Car naps are not guaranteed, but they are definitely appreciated!

  • Incorporate as much of your child’s naptime routine as you can:
    • Sing the same songs,
    • Bring their lovey or blanket,
    • Use a portable white noise machine if they’re used to one at home. And if you don’t typically use one, consider trying it! White noise can greatly help initiate and maintain sleep and also helps with sleeping in different environments. 
  • Make sure the car temperature is comfortable and on the cooler side.
  • Dress them comfortably; consider putting them in lightweight PJs for the drive, take shoes off, etc. 


Dealing with Car Sickness:

Car sickness is very common and a frustrating problem for many parents.
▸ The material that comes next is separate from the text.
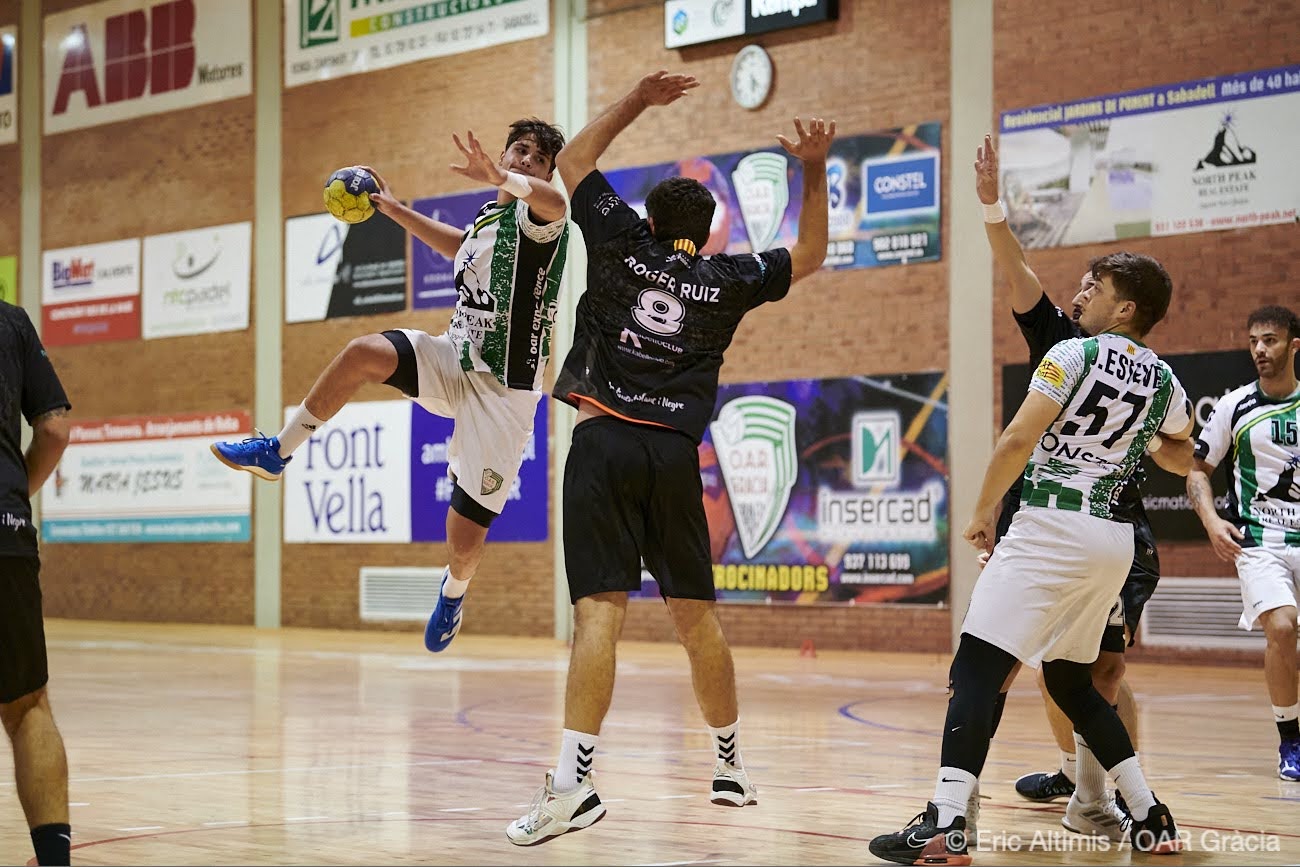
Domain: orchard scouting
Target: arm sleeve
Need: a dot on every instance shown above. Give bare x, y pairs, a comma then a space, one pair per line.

If your child gets car sickness, try these tips:

  • Give them a light bland snack before the trip.
  • Distract them with stories or music. Screens or books may not be the best choice for children who get car sick.
  • Encourage them to look out the window. For babies, window stickers or toys that suction to the window may encourage them to look outside.
  • Take frequent breaks and allow older children to sit or lie down, give babies a break from the car seat.
  • Talk with your healthcare provider about medications like diphenhydramine (benadryl,) or dramamine that may help. They may cause drowsiness and other side effects so be sure to discuss with your healthcare provider prior to use.

Car seat safety:

Proper car seat safety is always essential, but road tripping with kids is an excellent excuse to ensure yours is up to snuff.

  • Does your child still fit within the weight and/or height requirements? 
  • Has the seat been involved in a crash, even minor? If so, it should be replaced. 
  • Remember, rear-facing is the safest so keep them in this position as long as possible. Kids are flexible, so even if their legs are bent, it is not as uncomfortable as it looks!